日本選手権はプロ野球のドラフト会議後に行われる大会です。そのためドラフトで指名された選手はチームでの最後となることやドラフト指名されたことで非常に注目されます。その中でも非常に2つの名場面をご紹介します。
1. 2004年準決勝、大阪ガスVSシダックス
この試合最も注目されたのは、その年のドラフト自由獲得枠で巨人に指名されたシダックス野間口投手と阪神に指名された大阪ガス能見投手の対決です。下馬評通り投手戦となりました。そして緊迫した投手戦を制したのは能見投手でした。11奪三振、2失点、圧巻のピッチングでの完投勝利。その後、阪神のエースとなりましたが、この試合が能見投手を全国に知らしめる大会であったことは間違いありません。
2. 2016年決勝、ヤマハVS日本通運
1958年創部のヤマハが創部以来初の優勝を遂げた試合です。相手は都市対抗野球大会1回、日本選手権1回の優勝を誇る強豪、日本通運でした。ヤマハの先発投手は現在、巨人の中継ぎとして活躍している池田駿投手でした。決勝のこの試合、勝っても負けても社会人最後となる池田選手は好投を見せました。8回途中までを1失点に抑えるピッチングで日本通運打線を圧倒しました。そしてチーム初優勝を置き土産にプロ野球の舞台へと進んだのです。初優勝を置き土産にプロに行くなんてカッコよすぎますよね。

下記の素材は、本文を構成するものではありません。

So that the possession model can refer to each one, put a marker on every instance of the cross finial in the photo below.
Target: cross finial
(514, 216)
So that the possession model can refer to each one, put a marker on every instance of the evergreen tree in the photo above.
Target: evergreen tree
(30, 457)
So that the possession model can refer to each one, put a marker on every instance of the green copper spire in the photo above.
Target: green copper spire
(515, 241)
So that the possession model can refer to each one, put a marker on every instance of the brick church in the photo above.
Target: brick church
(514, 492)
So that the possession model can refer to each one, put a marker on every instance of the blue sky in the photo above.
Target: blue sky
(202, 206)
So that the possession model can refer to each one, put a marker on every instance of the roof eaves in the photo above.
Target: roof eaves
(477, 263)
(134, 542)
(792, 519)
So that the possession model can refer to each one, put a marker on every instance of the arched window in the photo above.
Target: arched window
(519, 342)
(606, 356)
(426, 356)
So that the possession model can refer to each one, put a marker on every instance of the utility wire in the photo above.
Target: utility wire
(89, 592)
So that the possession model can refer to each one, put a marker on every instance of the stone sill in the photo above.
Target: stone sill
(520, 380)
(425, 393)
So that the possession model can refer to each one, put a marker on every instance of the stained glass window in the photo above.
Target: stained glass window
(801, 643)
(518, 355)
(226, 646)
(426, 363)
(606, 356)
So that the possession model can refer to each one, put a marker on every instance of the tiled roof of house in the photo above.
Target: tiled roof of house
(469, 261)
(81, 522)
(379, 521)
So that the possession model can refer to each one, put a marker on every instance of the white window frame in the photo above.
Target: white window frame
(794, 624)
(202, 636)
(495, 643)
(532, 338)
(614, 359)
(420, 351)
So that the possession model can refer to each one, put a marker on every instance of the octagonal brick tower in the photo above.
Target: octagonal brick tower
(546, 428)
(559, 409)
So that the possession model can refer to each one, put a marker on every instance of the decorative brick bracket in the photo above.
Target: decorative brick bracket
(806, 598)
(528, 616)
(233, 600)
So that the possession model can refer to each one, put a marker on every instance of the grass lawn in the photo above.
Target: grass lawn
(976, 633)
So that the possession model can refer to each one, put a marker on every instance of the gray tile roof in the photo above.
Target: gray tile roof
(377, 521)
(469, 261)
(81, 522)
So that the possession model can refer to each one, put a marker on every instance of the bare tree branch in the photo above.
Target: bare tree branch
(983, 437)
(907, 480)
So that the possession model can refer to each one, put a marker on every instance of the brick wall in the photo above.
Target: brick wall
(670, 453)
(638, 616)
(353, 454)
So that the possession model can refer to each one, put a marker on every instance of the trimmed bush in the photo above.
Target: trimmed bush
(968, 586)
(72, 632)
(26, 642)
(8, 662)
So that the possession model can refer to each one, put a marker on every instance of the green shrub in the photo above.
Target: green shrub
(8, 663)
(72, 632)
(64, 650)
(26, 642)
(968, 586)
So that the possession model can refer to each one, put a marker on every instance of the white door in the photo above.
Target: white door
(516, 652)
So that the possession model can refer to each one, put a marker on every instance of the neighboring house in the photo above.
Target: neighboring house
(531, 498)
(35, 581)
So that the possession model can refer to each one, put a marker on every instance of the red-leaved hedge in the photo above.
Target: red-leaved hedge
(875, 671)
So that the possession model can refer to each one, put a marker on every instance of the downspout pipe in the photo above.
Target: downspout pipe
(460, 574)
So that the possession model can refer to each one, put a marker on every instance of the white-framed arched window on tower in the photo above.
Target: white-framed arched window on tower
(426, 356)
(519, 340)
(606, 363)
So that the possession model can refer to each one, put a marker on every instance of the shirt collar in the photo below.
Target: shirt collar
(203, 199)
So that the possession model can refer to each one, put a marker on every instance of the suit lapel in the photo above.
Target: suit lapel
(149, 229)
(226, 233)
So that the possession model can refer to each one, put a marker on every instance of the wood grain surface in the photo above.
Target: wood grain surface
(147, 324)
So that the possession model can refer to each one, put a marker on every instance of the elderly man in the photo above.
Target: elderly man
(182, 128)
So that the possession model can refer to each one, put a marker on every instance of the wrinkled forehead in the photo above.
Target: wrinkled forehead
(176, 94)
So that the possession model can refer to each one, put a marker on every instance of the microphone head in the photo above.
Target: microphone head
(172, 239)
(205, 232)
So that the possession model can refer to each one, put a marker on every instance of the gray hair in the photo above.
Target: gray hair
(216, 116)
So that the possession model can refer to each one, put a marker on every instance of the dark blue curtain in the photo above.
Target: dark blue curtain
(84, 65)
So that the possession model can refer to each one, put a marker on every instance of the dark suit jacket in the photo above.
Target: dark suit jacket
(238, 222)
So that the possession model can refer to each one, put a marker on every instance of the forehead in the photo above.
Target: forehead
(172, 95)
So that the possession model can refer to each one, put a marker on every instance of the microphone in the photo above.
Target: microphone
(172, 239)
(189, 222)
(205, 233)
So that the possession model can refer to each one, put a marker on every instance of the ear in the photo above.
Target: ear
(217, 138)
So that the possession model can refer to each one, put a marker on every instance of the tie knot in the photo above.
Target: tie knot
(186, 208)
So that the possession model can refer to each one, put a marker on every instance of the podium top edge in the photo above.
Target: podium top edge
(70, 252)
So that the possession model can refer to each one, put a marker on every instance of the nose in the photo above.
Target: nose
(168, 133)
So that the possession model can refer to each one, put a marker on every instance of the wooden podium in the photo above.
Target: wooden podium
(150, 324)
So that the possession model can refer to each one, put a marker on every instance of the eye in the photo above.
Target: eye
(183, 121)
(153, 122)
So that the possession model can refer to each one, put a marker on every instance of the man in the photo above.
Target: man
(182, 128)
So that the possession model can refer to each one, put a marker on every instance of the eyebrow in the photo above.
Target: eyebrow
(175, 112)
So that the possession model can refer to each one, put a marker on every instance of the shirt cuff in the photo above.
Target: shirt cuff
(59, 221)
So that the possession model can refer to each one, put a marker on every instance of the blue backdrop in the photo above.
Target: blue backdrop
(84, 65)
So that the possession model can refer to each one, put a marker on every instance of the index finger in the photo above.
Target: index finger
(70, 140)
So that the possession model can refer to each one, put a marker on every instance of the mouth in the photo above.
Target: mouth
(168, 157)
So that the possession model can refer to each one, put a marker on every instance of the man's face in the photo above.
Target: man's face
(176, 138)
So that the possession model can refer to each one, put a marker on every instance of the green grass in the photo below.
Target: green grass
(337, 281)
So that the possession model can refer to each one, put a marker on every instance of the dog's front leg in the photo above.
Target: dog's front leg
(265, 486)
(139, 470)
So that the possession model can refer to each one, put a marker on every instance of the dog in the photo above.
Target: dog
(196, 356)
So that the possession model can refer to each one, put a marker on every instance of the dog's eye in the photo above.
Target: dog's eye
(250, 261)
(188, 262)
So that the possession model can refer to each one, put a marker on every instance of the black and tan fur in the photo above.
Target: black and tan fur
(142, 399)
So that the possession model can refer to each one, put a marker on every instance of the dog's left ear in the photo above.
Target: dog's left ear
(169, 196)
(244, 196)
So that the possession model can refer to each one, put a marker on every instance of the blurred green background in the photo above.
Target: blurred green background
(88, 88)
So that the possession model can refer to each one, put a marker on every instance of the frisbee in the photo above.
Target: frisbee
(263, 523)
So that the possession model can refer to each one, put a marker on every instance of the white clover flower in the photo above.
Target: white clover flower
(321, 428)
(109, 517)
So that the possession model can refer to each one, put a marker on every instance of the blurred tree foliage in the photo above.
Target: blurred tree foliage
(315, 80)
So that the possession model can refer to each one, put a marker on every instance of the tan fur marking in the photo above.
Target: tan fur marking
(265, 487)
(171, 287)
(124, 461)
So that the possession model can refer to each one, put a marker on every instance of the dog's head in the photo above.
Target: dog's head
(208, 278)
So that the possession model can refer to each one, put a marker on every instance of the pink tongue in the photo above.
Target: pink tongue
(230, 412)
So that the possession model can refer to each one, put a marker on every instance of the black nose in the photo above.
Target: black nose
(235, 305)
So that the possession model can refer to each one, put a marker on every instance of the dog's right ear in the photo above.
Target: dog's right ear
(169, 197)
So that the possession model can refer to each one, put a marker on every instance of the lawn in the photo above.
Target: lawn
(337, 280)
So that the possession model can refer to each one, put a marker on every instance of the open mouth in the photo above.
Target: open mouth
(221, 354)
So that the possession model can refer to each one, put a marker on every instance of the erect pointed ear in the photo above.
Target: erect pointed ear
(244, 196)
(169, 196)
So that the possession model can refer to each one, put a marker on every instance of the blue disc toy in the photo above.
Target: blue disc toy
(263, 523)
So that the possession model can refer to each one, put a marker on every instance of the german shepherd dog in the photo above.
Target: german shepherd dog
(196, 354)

以下の動画は優勝シーンです。選手たちの歓喜の輪を見る限り、大会にかける熱い思いが伝わってきます。まさに最高峰の戦いなのでしょう。
まとめ
日本選手権について説明してきましたがいかがだったでしょうか。都市対抗野球も非常に魅力的な社会人野球の大会ですが補強制度もなく、しかもドラフト後に行われるということで面白い試合が目白押しです。その年に指名された選手を見に行くのもよし、都市対抗に出れなかったチームの意地を見に行くのもよしの日本選手権に是非、観戦に行ってみてはいかがでしょうか。